I've returned to Thailand. After two and a half years away, I've come back. I want to say I've come back home, but I don't quite know if that's appropriate.
Landed in Bangkok last night around 1:00 a.m. and as soon as I stepped off the plane onto the gangway, I felt the uniquely Southeast Asian heat and humidity and, more than anything, *smelled* Thailand.
The familiarity I feel being here again is an incredible gift. To find myself comfortable and happy in such a beautiful country is something that I'm feeling very grateful for. The guesthouse is the same, perhaps a little different (free wifi!) but mostly the same. I even tripped on the same stair that I sprained my ankle on almost 4 years ago. I was checked in last night by the girl who checked me in when I last passed through Bangkok. The market nearby is the same, today I bought cheap DVDs from the same woman I bought them from 3 years ago.
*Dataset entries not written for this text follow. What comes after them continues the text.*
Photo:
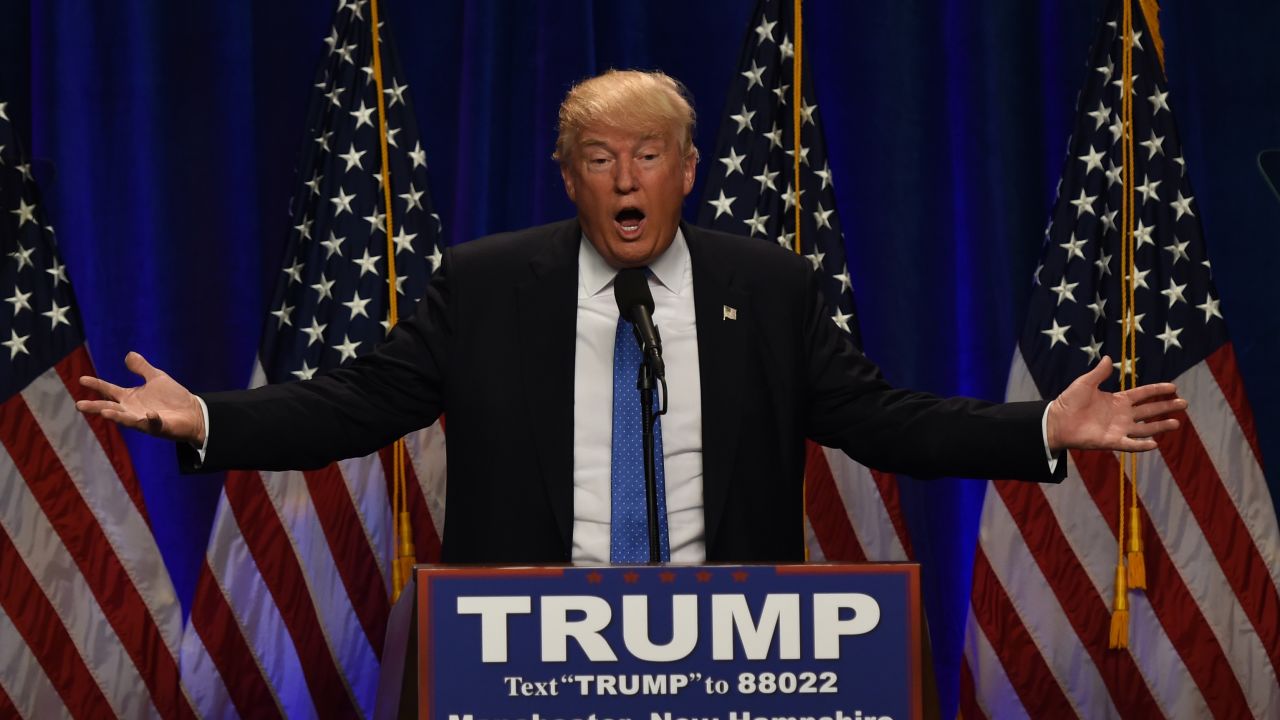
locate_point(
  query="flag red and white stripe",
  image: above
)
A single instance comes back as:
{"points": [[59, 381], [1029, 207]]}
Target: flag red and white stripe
{"points": [[88, 619], [1205, 633]]}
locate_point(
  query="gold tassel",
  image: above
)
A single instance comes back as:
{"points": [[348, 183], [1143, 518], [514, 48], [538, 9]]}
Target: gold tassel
{"points": [[1119, 638], [1134, 557]]}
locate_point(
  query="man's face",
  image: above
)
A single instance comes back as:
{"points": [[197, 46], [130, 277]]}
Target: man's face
{"points": [[629, 187]]}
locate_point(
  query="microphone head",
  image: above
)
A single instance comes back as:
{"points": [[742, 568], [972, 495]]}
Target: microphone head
{"points": [[631, 290]]}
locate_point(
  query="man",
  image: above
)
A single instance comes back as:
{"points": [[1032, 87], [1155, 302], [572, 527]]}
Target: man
{"points": [[517, 340]]}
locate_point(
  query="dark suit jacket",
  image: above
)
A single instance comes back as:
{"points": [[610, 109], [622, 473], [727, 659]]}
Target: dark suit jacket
{"points": [[493, 345]]}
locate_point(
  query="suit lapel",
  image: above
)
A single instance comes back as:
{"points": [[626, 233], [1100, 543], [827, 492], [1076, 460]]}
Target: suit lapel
{"points": [[723, 318], [548, 317]]}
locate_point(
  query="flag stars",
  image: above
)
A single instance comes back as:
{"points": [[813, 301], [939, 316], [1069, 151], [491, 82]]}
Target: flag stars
{"points": [[1148, 190], [26, 213], [1174, 292], [368, 264], [295, 270], [757, 223], [754, 76], [1210, 308], [352, 158], [342, 203], [764, 31], [1100, 115], [1092, 159], [412, 199], [723, 205], [396, 92], [1083, 204], [1074, 247], [807, 113], [346, 349], [824, 174], [1093, 350], [306, 373], [766, 180], [1056, 333], [743, 119], [1155, 145], [357, 305], [364, 115], [417, 155], [1170, 337], [58, 272], [315, 332], [775, 137], [283, 314], [58, 315], [822, 217], [403, 241], [376, 222], [732, 163], [16, 343], [1142, 233], [23, 256], [1159, 101], [1183, 205], [324, 288], [1064, 290]]}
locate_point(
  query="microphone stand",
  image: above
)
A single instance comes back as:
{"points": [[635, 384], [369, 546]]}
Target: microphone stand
{"points": [[645, 384]]}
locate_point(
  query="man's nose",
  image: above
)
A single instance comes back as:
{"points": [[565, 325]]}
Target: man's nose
{"points": [[625, 176]]}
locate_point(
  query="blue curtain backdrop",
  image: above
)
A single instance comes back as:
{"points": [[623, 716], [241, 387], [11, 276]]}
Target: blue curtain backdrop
{"points": [[165, 136]]}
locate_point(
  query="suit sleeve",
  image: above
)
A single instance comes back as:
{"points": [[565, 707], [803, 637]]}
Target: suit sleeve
{"points": [[346, 413], [854, 409]]}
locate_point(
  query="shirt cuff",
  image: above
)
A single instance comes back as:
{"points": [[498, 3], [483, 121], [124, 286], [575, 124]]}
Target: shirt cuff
{"points": [[204, 409], [1048, 454]]}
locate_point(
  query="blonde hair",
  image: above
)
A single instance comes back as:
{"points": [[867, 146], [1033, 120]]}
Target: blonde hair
{"points": [[632, 100]]}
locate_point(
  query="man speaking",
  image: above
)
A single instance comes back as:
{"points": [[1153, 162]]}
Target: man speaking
{"points": [[520, 341]]}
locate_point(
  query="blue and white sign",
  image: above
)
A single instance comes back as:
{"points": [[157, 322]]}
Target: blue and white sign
{"points": [[746, 642]]}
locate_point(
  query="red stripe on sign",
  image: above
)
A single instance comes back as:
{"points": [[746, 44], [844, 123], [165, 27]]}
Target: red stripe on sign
{"points": [[44, 633], [887, 486], [106, 432], [1029, 675], [278, 565], [969, 707], [225, 645], [1221, 364], [1086, 610], [357, 566], [1170, 600], [88, 546], [1230, 541], [826, 509]]}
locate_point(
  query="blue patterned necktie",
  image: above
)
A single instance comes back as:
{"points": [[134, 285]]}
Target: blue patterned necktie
{"points": [[629, 527]]}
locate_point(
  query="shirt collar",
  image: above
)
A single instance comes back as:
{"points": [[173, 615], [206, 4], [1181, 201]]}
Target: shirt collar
{"points": [[595, 276]]}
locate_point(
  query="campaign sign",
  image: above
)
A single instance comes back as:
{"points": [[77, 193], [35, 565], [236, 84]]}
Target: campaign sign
{"points": [[741, 642]]}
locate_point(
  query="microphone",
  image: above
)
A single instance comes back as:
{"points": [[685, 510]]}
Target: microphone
{"points": [[635, 304]]}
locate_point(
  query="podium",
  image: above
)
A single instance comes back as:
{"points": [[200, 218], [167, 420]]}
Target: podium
{"points": [[656, 642]]}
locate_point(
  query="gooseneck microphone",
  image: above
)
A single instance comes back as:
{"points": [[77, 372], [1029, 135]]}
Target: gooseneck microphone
{"points": [[635, 304]]}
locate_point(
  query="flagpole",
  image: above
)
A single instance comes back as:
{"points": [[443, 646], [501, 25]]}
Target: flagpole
{"points": [[402, 524]]}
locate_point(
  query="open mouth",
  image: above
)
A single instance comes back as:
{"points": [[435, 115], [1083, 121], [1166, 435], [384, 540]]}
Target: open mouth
{"points": [[630, 220]]}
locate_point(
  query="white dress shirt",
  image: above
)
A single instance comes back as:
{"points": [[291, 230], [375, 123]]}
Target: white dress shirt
{"points": [[671, 281]]}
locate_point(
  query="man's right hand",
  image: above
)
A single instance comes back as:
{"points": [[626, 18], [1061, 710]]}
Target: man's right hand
{"points": [[159, 406]]}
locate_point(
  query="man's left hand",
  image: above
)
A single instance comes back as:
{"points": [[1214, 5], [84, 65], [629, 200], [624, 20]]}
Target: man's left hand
{"points": [[1087, 418]]}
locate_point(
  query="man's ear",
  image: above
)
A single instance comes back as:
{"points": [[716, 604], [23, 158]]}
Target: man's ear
{"points": [[567, 176]]}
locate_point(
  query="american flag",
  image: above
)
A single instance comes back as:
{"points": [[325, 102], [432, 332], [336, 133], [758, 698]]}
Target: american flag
{"points": [[291, 607], [1205, 636], [851, 513], [88, 620]]}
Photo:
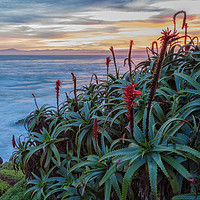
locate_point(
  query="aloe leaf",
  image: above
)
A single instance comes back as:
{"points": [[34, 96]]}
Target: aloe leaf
{"points": [[188, 149], [129, 174], [56, 153], [114, 182], [176, 165], [119, 152], [158, 160], [189, 79], [152, 169], [108, 174], [107, 192], [187, 197], [173, 180]]}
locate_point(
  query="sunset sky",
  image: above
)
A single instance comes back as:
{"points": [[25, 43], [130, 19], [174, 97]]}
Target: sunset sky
{"points": [[90, 24]]}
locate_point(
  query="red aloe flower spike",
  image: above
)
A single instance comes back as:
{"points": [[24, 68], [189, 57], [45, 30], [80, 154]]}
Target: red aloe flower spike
{"points": [[58, 85], [95, 129], [114, 60], [108, 60], [129, 57], [96, 78], [129, 96], [13, 142], [184, 19], [75, 91], [166, 38], [154, 43]]}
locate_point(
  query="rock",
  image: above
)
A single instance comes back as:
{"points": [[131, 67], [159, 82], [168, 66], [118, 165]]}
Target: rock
{"points": [[1, 160]]}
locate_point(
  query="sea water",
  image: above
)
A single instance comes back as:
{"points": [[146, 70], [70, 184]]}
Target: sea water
{"points": [[22, 76]]}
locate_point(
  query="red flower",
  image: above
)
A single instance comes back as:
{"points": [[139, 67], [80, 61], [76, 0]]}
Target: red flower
{"points": [[95, 129], [58, 84], [108, 60], [129, 96], [168, 37], [13, 142]]}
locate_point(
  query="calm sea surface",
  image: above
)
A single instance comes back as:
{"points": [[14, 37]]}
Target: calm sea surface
{"points": [[20, 76]]}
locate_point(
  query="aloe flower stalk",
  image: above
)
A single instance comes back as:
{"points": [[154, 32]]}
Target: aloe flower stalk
{"points": [[129, 96], [129, 58], [108, 60], [58, 84], [74, 80], [95, 130], [13, 142], [166, 39], [114, 60], [184, 19]]}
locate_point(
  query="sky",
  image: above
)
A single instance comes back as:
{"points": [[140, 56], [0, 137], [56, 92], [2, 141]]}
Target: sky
{"points": [[90, 24]]}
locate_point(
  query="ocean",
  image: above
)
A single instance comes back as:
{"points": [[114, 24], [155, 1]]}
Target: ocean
{"points": [[24, 75]]}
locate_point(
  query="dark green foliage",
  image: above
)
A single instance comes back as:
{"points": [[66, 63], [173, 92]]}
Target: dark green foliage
{"points": [[160, 160]]}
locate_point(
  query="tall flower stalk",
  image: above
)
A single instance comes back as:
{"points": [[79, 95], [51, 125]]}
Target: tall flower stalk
{"points": [[166, 39], [129, 58], [129, 96], [114, 60], [108, 60], [75, 90], [58, 85], [95, 130]]}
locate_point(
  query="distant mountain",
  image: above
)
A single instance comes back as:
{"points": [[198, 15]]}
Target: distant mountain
{"points": [[13, 51]]}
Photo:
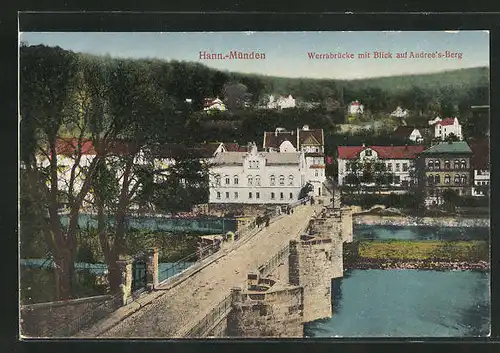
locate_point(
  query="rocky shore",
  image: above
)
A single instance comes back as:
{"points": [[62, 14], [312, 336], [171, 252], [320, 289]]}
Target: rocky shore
{"points": [[365, 264], [420, 221]]}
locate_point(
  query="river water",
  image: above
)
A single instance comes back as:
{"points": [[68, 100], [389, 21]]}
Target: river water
{"points": [[408, 303]]}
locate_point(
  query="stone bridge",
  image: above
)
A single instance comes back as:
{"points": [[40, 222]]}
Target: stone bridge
{"points": [[267, 283]]}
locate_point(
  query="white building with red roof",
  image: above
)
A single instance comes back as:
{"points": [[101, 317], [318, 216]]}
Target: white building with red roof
{"points": [[447, 127], [398, 160], [355, 108], [213, 104]]}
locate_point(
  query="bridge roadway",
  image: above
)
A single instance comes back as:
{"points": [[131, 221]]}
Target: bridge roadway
{"points": [[168, 312]]}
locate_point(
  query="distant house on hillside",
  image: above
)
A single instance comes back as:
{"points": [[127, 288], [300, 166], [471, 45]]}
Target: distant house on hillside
{"points": [[447, 127], [409, 133], [400, 113], [480, 164], [281, 102], [210, 104], [355, 108], [434, 121]]}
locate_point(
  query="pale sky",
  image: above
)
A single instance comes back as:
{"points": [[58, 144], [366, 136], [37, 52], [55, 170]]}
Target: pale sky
{"points": [[286, 52]]}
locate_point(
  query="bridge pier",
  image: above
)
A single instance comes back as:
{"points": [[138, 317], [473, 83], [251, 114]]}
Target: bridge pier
{"points": [[267, 308], [125, 266], [310, 267]]}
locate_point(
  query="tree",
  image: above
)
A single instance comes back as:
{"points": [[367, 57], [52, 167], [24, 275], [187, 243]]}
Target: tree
{"points": [[54, 95]]}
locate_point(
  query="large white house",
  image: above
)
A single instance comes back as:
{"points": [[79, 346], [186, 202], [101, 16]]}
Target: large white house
{"points": [[256, 177], [446, 127], [281, 102], [398, 160], [308, 141]]}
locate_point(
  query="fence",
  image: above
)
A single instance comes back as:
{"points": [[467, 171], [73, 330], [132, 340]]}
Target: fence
{"points": [[242, 233], [205, 325], [273, 262], [88, 318]]}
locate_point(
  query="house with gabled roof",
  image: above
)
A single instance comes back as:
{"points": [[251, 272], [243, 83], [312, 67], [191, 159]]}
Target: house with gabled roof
{"points": [[400, 161], [445, 166], [309, 141], [446, 127], [480, 165]]}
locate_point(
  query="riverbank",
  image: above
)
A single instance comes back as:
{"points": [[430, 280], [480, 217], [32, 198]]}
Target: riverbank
{"points": [[402, 221], [373, 264], [429, 255]]}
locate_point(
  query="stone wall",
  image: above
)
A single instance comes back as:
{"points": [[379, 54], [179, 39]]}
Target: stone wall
{"points": [[247, 210], [38, 320], [311, 268], [276, 313], [347, 223]]}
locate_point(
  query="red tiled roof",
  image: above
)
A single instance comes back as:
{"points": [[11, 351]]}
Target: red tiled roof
{"points": [[316, 133], [447, 121], [481, 153], [384, 152], [232, 147]]}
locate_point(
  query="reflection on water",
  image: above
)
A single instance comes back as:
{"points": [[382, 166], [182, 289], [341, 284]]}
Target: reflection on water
{"points": [[407, 303], [382, 232]]}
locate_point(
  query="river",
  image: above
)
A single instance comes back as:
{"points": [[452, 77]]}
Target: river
{"points": [[408, 303]]}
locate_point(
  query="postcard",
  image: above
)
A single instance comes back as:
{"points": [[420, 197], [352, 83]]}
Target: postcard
{"points": [[254, 184]]}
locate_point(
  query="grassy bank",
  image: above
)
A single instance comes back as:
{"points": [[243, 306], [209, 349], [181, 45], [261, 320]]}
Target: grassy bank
{"points": [[404, 250]]}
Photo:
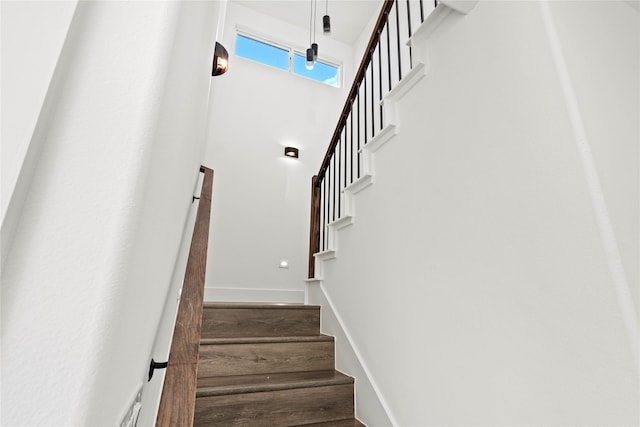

Over the next few days, I'll see friends who live in Bangkok now, people I shared my life in Umphang with. I'm so excited to see them and also afraid. Maybe I've missed them more than they've missed me. Maybe too much has changed since we were last together. Maybe, though, we'll hug and smile and eat together and gossip about the people we know and about what's happened. Maybe we still love each other like we did.
I move to Mae Sot on Monday. I'm nervous. Mae Sot was (and I'm sure still is) and expat clusterf**k of pretty incredible proportions. When I lived in Umphang, it felt a world away, too fast and full to be comfortable. I'd feel overwhelmed walking into the coffee shop to see so many expats and such a sleek shop in the middle of that border town. It felt so distant from my peaceful life and small community in Umphang. Now I have to live there. Perhaps with being there, rather than passing through, it will feel less overwhelming and I'll find some sense of community.
I had a moment last night while I was falling asleep. A moment of anxiety. So many people I knew and loved aren't here anymore. What if what I loved about Thailand was the people I knew? What if Thailand doesn't want me back? What if it doesn't resonate as my spiritual home like it did before? What on earth am I *doing* here?
That moment has mostly passed. Of course, I'm apprehensive about moving somewhere I've not lived before and meeting new people as I start with a new organization, but I'm confident that, one way or another, I'll find my rhythm and space to place my feet on the ground.